As I wrote in the testing procedures, I wasn't able to figure this out myself yesterday :-/. Maybe @gschorcht has some hints?

@MichelRottleuthner
Copy link
Contributor

"injecting" a NETDEV_EVENT_LINK_UP gets it going for me just fine. I'm just not sure where would be the right place to do that properly.

@miri64
Copy link
Member Author

miri64 commented May 27, 2020

Maybe just ifconfig <if_id> up?

@MichelRottleuthner
Copy link
Contributor

Maybe just ifconfig <if_id> up?

Hmm that would be more like telling the network device to go up. But then the indication from the tap device to the lwip netdev instance (i.e. NETDEV_EVENT_LINK_UP) would still be missing, or am I misunderstanding something here?
Actually I would have expected that either

  1. the tap device guarantees the event is fired automatically somewhere close to its init because other modules need that indication for proper operation (e.g. lwip_dhcp_auto)
  2. or that modules like lwip_dhcp_auto don't strictly require the event to eventually start operation (e.g. actively check if the device is already up).

@miri64
Copy link
Member Author

miri64 commented Jun 8, 2020

Hmm that would be more like telling the network device to go up. But then the indication from the tap device to the lwip netdev instance (i.e. NETDEV_EVENT_LINK_UP) would still be missing, or am I misunderstanding something here?

Ah, I mixed it up with the NETOPT option, I believe.

So I guess, we need to add that event then.

@miri64
Copy link
Member Author

miri64 commented Jun 8, 2020

@MichelRottleuthner do you want use your injection hack as a template for a PR?

@MichelRottleuthner
Copy link
Contributor

@MichelRottleuthner do you want use your injection hack as a template for a PR?

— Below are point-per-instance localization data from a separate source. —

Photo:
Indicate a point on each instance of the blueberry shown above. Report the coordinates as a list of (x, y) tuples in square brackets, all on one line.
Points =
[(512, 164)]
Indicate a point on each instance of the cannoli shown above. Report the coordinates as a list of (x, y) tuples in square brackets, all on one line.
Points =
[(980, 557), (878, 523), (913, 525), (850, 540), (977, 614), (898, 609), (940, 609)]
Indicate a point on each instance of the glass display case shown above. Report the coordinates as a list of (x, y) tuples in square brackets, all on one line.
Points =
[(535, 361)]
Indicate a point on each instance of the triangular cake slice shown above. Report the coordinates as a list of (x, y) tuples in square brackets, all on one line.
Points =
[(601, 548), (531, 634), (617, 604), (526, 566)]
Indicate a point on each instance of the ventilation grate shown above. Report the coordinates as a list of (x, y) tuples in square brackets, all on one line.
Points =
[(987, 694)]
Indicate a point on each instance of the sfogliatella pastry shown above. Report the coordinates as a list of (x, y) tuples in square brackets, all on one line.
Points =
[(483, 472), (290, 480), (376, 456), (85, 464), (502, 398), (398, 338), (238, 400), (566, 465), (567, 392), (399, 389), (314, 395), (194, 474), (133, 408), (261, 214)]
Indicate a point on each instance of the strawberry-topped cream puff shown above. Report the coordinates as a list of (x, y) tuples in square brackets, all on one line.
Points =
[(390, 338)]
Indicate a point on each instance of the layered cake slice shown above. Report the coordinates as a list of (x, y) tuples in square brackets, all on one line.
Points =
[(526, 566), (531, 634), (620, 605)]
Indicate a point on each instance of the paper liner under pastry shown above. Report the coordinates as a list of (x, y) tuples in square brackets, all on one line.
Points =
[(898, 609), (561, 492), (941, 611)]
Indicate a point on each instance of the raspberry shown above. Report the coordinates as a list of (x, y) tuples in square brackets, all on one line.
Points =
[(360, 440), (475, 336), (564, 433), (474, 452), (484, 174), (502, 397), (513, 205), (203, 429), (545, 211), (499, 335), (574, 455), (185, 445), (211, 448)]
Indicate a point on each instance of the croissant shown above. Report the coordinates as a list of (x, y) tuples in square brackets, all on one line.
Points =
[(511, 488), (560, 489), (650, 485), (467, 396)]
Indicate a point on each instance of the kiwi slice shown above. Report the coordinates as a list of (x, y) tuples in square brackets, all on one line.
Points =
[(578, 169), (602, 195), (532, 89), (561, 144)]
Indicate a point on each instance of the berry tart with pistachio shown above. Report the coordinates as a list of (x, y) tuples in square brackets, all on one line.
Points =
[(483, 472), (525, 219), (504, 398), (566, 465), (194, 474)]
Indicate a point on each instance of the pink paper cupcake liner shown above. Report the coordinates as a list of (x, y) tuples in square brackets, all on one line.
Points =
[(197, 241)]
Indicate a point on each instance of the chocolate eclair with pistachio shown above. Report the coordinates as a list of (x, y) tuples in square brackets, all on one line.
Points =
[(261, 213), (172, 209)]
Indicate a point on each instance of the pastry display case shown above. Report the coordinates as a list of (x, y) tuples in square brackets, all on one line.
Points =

Not really. Its was just a really dirty hack to confirm if that event really is the missing part.
Anyway, just for reference:

snippet
diff --git a/cpu/native/netdev_tap/netdev_tap.c b/cpu/native/netdev_tap/netdev_tap.c
index 1afdc1e62..2a34475fb 100644
--- a/cpu/native/netdev_tap/netdev_tap.c
+++ b/cpu/native/netdev_tap/netdev_tap.c
@@ -204,11 +204,22 @@ static void _continue_reading(netdev_tap_t *dev)
     _native_in_syscall--;
 }
 
+bool first_recv = true;
+
 static int _recv(netdev_t *netdev, void *buf, size_t len, void *info)
 {
     netdev_tap_t *dev = (netdev_tap_t*)netdev;
     (void)info;
 
+    if (first_recv) {
+        if (netdev->event_callback) {
+            netdev->event_callback(netdev, NETDEV_EVENT_LINK_UP);
+        } else {
+            DEBUG("no event callback!!\n");
+        }
+        first_recv = false;
+    }
+
     if (!buf) {
         if (len > 0) {
             /* no memory available in pktbuf, discarding the frame */

I think a proper solution would do more something like the two steps I described above.
A problem I see with 1 (i.e. firing that event on init): AIUI, it is not guaranteed that the association between netdev_tap and some module sitting on top of that (in our case lwip_netdev) is already set up at netdev_tap's _init. So the lwip part would still need some refactoring to eventually start dhcp if it wasn't already set up when netdev_tap issued the event.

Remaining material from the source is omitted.